Back in the day when SSDs were new, operating systems weren't designed with the assumption that you'd likely be using one. Swapping between an HDD and an SSD was a bit of a minor hassle that often involved manually updating SSD firmware, using tools to align disk partitions, and other hoops to jump through.

Today, SSDs are treated as the default, and migrating from an HDD to an SSD is unbelievably simple to do with free software tools. So simple that you can do it in under an hour. In fact, it's so easy to do it's our top recommendation for breathing new life into an old PC.

SSDs Require Optimization

If you search the internet for advice on optimizing your SSD, you'll find piles of it. But that advice is a combination of misguided and outdated.

Windows has automatically optimized SSD usage for years now. You don't have to disable or enable features, or optimize anything, and you definitely don't need to defragment.

If you want to see for yourself, here's how to check that TRIM is enabled in Windows. TRIM is an SSD-only function that optimizes data deletion to extend drive life. It's turned on by default, but it's always comforting to see things are running as they should.

You Need to Overwrite to Wipe SSDs Securely

The established way to "wipe" a traditional mechanical hard drive securely is to overwrite the drive with garbage data like random numbers. This is because traditional hard drives magnetically write the data to disk---a random pass overwrites the existing data to prevent recovery.

The way the TRIM function works with SSDs, however, changes things. Overwriting your entire SSD with random data just puts excessive wear and tear on the SSD with no real benefit---and, in fact, because of hardware-level optimizations, you may not even fully overwrite everything. TRIM isn't a secure delete tool, but by the nature of how it functions, it might as well be as it makes it extremely difficult to recover data from the disk.

If you want to go the secure disk wipe route with an SSD, however, you can use a different set of tools than you would for a mechanical hard drive.
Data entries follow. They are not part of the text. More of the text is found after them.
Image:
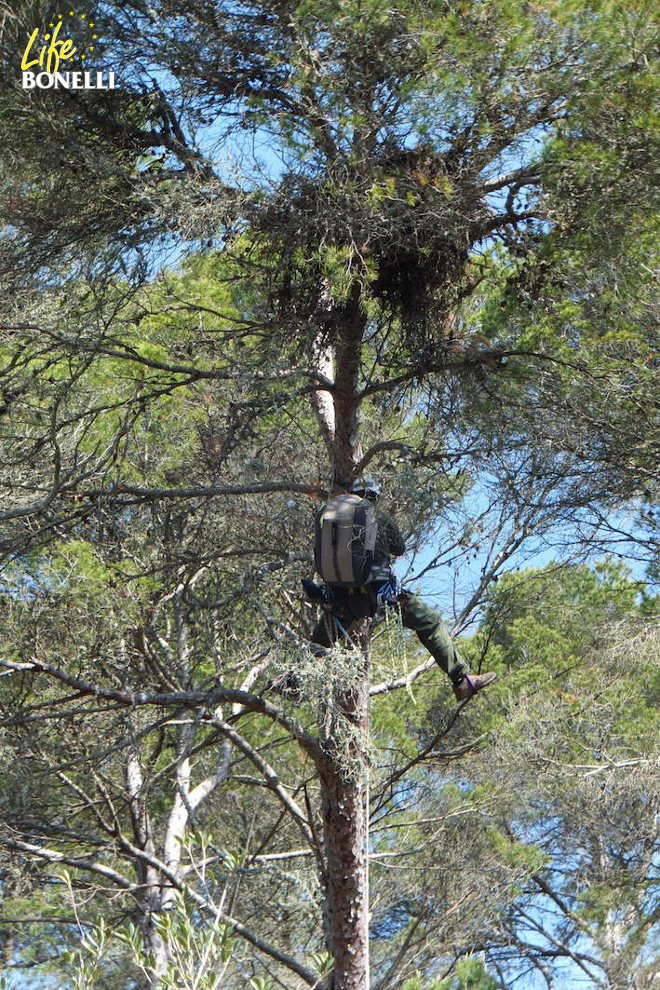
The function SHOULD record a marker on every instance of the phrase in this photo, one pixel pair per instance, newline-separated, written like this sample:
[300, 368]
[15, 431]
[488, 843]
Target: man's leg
[432, 633]
[427, 624]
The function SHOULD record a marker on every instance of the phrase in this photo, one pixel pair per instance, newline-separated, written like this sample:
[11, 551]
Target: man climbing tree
[356, 566]
[433, 222]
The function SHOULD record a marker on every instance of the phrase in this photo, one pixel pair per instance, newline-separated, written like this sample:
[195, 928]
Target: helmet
[367, 488]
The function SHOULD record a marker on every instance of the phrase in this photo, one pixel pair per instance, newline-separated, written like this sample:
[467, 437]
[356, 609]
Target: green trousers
[427, 624]
[350, 605]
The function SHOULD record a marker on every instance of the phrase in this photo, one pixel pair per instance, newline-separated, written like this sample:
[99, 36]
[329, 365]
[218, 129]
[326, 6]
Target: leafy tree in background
[438, 270]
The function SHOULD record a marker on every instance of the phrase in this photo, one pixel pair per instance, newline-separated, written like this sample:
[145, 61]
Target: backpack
[345, 540]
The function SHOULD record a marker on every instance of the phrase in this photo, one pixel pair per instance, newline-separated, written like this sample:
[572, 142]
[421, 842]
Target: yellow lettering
[56, 50]
[25, 64]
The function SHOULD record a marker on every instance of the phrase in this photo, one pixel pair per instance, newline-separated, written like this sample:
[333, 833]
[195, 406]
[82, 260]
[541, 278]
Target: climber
[359, 581]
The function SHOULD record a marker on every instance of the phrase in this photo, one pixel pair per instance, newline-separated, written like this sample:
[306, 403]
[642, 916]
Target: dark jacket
[389, 541]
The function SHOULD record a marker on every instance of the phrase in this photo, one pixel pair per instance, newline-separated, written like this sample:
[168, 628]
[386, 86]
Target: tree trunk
[347, 450]
[344, 778]
[345, 805]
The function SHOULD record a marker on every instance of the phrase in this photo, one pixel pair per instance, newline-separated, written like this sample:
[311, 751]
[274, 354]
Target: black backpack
[345, 540]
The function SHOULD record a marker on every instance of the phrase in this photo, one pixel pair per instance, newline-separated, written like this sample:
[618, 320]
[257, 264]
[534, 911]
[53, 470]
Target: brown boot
[469, 684]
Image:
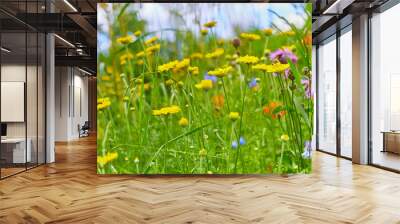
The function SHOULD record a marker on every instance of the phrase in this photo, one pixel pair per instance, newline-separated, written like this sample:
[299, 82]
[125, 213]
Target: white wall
[70, 83]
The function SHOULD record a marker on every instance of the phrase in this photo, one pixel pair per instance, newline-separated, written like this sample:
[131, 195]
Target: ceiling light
[84, 71]
[70, 5]
[5, 50]
[65, 41]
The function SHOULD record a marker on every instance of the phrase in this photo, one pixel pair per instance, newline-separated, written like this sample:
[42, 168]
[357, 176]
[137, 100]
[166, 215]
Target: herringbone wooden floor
[69, 191]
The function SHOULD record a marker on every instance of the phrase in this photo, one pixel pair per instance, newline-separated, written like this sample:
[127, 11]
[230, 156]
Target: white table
[18, 149]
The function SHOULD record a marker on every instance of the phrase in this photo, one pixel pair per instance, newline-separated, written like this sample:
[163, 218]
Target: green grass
[131, 140]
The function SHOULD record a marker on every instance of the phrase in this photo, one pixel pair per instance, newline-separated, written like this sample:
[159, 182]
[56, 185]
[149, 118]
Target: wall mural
[205, 88]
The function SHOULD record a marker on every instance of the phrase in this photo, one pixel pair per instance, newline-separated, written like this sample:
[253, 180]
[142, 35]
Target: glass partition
[327, 96]
[22, 101]
[385, 89]
[346, 93]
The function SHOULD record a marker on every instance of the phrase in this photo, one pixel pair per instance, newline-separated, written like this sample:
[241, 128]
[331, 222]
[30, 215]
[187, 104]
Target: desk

Instead of a brute-force disk writing tool, you should use a secure erase tool designed for SSDs.

Some motherboards have an SSD erase tool built into the BIOS, and most manufacturers have a manufacturer-supplied secure erase tool---such as Samsung's Magician software. These tools interact with the drive at the controller level and erase the storage cells without imposing unnecessary writes.

SSDs Lose Data If You Don't Power Them On Frequently

Years ago, there were persistent rumors that if you didn't power up your SSD regularly, you would lose data because the electronics in the storage cells would dissipate. How regularly? As the rumor went, it could happen in a matter of weeks or even days.

But these rumors were largely a result of misinterpretation of industry data---primarily this early 2010s slideshow---intended to help enterprise customers understand data loss risks for drives that were run past their end-of-life windows and then stored under less-than-ideal conditions.

The average consumer is not writing petabytes of data to an SSD and then storing it at high temperatures, so there's little to worry about. Further, the industry specifications for consumer-grade SSDs indicate the drive should retain data for at least a year without powering on. Consumer-grade drives are designed specifically with the understanding that they will not be powered on all the time and may be stored for extended periods.

Practically speaking, it's far more likely your computer will be lost, stolen, damaged, or outright replaced before you run into a situation where the disk has been powered off so long you lose data.